One of the most famous gender novels that came out of this period was Jeffrey Eugenides's Pulitzer Prize winning work, Middlesex. The novel details the story of Cal Stephanides, an intersex person growing up in the 1960s. Cal was diagnosed with 5 alpha-reductase deficiency syndrome, which means that his masculine hormones were suppressed in the womb. Cal, therefore, was born genetically as a male but raised by a female in Detroit. At different stages throughout the novel, Cal wears dresses and does his hair in a feminine way and then switches to more masculine suits. Gender is not seen as a static framework in Middlesex, which highlights Eugenides's perspective of gender itself; as fluid and ever-changing societal construct. It is one of the first texts to openly discuss people who suffer from genetic sex diseases such as with 5 alpha-reductase deficiency syndrome. Therefore, with over four million copies of it being sold worldwide, Middlesex has been one of the most successful and fundamental pieces of literature that is preoccupied with gender and its properties, while discussing the link between gender, genetics and science.

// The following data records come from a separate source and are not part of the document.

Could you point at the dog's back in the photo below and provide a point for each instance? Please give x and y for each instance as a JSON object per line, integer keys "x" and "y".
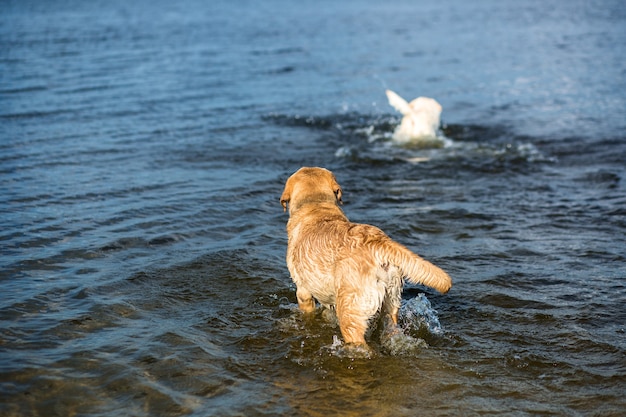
{"x": 355, "y": 268}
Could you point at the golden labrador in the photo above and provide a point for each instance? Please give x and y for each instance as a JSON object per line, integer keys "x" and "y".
{"x": 354, "y": 268}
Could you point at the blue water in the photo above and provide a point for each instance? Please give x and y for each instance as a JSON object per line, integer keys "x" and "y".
{"x": 143, "y": 150}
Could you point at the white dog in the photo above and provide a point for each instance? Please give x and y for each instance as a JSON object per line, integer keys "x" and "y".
{"x": 420, "y": 121}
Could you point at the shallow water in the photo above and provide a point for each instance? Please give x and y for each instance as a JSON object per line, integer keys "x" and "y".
{"x": 143, "y": 151}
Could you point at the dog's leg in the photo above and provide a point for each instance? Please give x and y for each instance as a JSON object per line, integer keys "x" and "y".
{"x": 305, "y": 300}
{"x": 353, "y": 322}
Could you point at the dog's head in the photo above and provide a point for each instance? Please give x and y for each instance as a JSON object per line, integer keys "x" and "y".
{"x": 314, "y": 185}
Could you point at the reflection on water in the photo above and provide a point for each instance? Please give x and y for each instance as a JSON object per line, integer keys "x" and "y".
{"x": 144, "y": 148}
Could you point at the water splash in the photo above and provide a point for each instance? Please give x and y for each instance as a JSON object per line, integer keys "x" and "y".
{"x": 418, "y": 316}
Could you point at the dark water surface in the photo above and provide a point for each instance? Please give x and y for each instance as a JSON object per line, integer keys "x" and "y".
{"x": 143, "y": 150}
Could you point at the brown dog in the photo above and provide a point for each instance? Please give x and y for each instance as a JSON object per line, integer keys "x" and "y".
{"x": 355, "y": 268}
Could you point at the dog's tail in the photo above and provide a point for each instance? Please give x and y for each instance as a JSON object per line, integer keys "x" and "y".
{"x": 413, "y": 267}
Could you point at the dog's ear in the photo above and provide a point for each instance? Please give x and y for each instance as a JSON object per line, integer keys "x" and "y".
{"x": 337, "y": 190}
{"x": 284, "y": 199}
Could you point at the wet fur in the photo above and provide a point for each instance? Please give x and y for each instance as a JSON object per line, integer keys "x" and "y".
{"x": 354, "y": 268}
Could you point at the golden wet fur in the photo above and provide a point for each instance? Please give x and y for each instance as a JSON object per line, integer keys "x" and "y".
{"x": 354, "y": 268}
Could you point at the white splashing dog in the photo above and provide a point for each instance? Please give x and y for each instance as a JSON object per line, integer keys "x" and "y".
{"x": 420, "y": 121}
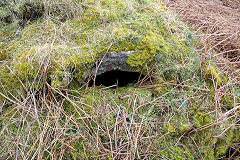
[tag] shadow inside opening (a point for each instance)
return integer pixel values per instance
(116, 77)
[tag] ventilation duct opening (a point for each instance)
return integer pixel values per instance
(116, 78)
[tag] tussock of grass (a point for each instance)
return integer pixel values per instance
(188, 108)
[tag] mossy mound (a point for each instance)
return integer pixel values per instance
(47, 113)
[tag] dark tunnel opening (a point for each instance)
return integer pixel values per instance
(116, 77)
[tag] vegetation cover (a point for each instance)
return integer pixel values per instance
(186, 107)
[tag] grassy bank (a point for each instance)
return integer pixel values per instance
(187, 109)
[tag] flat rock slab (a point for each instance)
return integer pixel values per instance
(112, 61)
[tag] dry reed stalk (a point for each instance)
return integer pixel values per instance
(218, 19)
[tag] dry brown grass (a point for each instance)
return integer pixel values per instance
(220, 22)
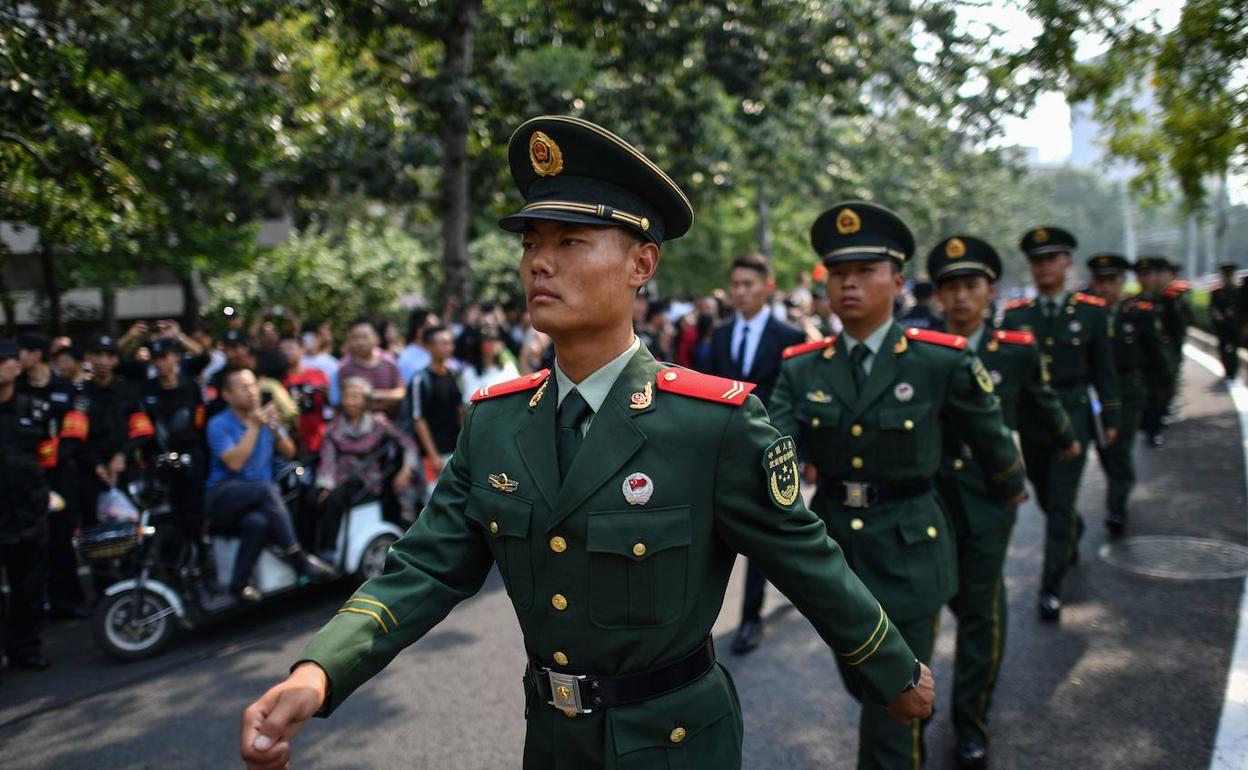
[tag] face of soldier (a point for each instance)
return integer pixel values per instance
(1048, 271)
(862, 291)
(583, 278)
(965, 300)
(1108, 287)
(750, 291)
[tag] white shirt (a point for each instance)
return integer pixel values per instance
(755, 326)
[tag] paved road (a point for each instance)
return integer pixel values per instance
(1133, 678)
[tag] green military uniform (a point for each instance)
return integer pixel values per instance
(1138, 357)
(1073, 335)
(877, 446)
(617, 554)
(982, 524)
(1223, 307)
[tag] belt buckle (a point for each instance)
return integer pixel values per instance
(565, 692)
(858, 494)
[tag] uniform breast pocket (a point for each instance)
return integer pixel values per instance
(638, 565)
(507, 519)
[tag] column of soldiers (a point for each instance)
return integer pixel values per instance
(614, 492)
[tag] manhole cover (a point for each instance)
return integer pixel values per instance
(1178, 558)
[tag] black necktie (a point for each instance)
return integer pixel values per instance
(572, 412)
(856, 357)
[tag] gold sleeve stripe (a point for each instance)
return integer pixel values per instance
(375, 603)
(867, 657)
(879, 624)
(366, 613)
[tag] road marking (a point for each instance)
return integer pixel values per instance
(1231, 745)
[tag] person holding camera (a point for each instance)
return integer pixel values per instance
(241, 496)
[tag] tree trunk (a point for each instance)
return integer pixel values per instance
(51, 287)
(457, 71)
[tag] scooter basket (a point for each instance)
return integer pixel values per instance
(106, 542)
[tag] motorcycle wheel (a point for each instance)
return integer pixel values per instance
(372, 562)
(120, 637)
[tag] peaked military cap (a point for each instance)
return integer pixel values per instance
(570, 170)
(858, 231)
(1108, 265)
(964, 256)
(1040, 241)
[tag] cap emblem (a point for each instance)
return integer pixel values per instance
(544, 155)
(848, 222)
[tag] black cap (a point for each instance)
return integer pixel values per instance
(237, 337)
(104, 343)
(1108, 265)
(964, 256)
(861, 231)
(570, 170)
(34, 341)
(1040, 241)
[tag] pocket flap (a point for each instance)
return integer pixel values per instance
(639, 533)
(503, 516)
(654, 724)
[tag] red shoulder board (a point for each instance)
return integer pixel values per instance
(1011, 337)
(950, 341)
(512, 386)
(708, 387)
(808, 347)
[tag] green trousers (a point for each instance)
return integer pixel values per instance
(882, 743)
(1057, 487)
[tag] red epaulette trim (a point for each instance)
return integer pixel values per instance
(1012, 337)
(708, 387)
(808, 347)
(512, 386)
(950, 341)
(1088, 300)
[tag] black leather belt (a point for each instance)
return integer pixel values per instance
(582, 693)
(869, 494)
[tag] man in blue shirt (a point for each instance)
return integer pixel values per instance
(241, 494)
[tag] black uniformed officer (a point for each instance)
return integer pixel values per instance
(25, 443)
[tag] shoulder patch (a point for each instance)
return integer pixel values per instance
(512, 386)
(808, 347)
(708, 387)
(1011, 337)
(1088, 300)
(950, 341)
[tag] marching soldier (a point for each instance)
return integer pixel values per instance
(1073, 335)
(614, 494)
(966, 271)
(1227, 325)
(869, 408)
(1138, 356)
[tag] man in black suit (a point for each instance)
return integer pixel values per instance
(749, 347)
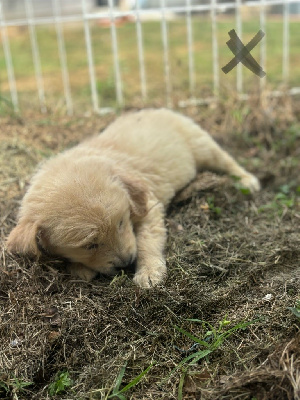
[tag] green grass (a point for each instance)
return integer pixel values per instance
(127, 43)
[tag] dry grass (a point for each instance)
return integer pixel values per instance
(229, 254)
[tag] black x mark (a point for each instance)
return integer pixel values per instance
(242, 53)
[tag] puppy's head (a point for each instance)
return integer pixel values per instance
(82, 213)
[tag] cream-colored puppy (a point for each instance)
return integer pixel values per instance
(101, 204)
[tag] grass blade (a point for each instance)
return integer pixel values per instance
(119, 379)
(180, 386)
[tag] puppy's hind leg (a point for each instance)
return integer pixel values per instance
(209, 155)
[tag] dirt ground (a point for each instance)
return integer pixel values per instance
(233, 262)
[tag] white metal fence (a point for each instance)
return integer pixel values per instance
(86, 14)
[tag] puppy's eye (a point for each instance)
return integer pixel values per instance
(92, 246)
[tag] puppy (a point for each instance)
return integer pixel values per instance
(101, 204)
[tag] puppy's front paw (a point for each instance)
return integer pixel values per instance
(147, 277)
(250, 182)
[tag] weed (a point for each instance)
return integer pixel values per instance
(211, 341)
(286, 198)
(62, 383)
(14, 386)
(115, 392)
(296, 310)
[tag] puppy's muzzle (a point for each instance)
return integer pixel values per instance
(123, 262)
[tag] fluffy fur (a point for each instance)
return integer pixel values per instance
(101, 204)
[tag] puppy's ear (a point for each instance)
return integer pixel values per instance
(138, 196)
(23, 238)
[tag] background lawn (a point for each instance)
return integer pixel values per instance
(127, 41)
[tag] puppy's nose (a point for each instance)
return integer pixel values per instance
(124, 262)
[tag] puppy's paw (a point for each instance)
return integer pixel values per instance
(250, 182)
(147, 277)
(80, 271)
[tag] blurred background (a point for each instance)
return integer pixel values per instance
(106, 54)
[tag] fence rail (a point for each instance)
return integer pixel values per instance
(138, 15)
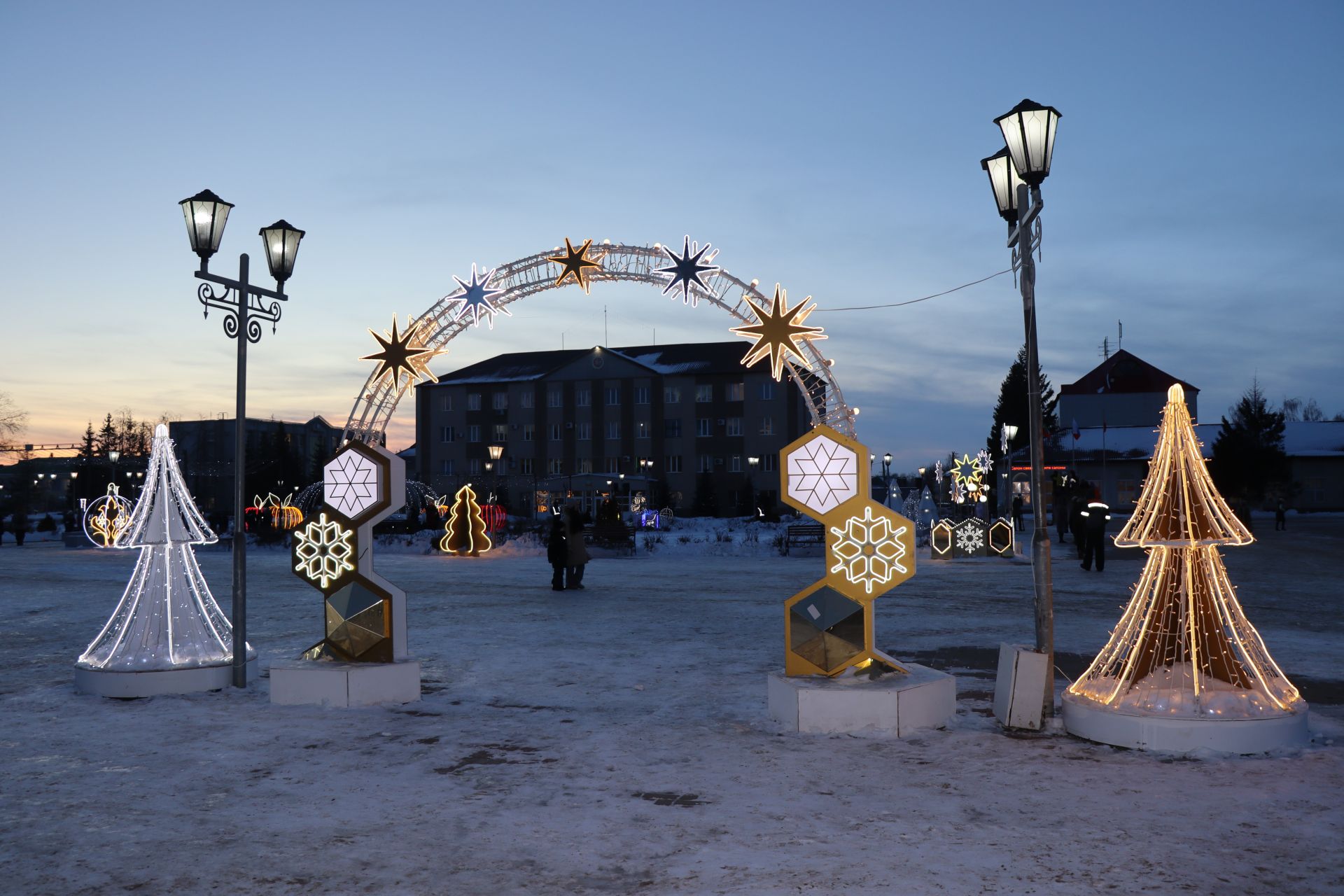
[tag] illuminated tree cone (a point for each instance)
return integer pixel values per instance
(467, 535)
(167, 618)
(1184, 648)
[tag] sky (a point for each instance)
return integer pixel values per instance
(832, 148)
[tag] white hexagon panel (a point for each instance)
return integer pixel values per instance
(823, 472)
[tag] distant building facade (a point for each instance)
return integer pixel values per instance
(662, 424)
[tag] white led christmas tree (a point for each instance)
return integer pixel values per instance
(167, 618)
(1183, 649)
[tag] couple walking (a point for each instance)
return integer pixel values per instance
(566, 551)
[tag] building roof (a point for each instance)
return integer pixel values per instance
(1124, 372)
(680, 358)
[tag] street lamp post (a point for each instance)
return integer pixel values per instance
(1015, 176)
(206, 216)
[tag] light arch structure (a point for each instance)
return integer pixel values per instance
(622, 262)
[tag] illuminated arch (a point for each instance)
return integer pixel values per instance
(622, 262)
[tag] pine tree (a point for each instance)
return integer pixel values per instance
(1183, 647)
(1012, 407)
(167, 618)
(467, 535)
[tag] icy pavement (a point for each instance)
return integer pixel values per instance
(617, 741)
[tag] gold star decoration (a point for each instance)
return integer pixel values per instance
(575, 264)
(403, 352)
(778, 331)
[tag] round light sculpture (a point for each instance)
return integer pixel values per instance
(1003, 181)
(281, 244)
(206, 216)
(1030, 136)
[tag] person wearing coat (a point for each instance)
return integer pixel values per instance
(558, 554)
(575, 550)
(1094, 522)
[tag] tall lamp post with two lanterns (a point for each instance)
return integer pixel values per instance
(245, 307)
(1015, 175)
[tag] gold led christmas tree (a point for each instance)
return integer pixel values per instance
(1184, 648)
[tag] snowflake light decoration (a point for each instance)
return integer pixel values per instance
(324, 551)
(971, 539)
(689, 270)
(351, 482)
(475, 298)
(869, 550)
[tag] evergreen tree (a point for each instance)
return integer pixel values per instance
(1012, 407)
(1249, 450)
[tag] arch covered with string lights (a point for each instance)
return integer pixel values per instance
(619, 262)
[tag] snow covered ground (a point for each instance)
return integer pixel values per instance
(617, 741)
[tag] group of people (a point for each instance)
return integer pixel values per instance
(1081, 512)
(566, 551)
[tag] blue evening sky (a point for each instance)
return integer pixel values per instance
(1196, 191)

=== The Symptoms of Being Human ===
Jeff Garvin's 2016 novel Symptoms of Being Human is another text that can be considered a gender novel. The book tells the story of young Riley Cavanaugh, who is a 'gender fluid' adolescent who writes a blog about the struggles of being a teenager, such as bullying and anxiety. The story revolves around Riley's life and their decision to come out as gender-fluid to the world. In an interview, Garvin states that his goal in writing the book was to emphasize how hard it is for gender-fluid people to live in this world, without constantly being reminded of this entire construct of gender. He added that:

It’s important to point out that [in real life], most gender-fluid people can't avoid gendered pronouns—they’re everywhere... my point: a language is a powerful tool for thoughts. So, if a nonbinary person asks you to address them using a pronoun that seems unnatural or awkward to you, honour their request! The awkwardness will pass, your friend will feel respected, and you’ll have taken a significant step toward rewiring your brain and the brains of those with whom you speak.

This novel was a first in the representation of gender-fluid people and was well received by critics and audiences alike.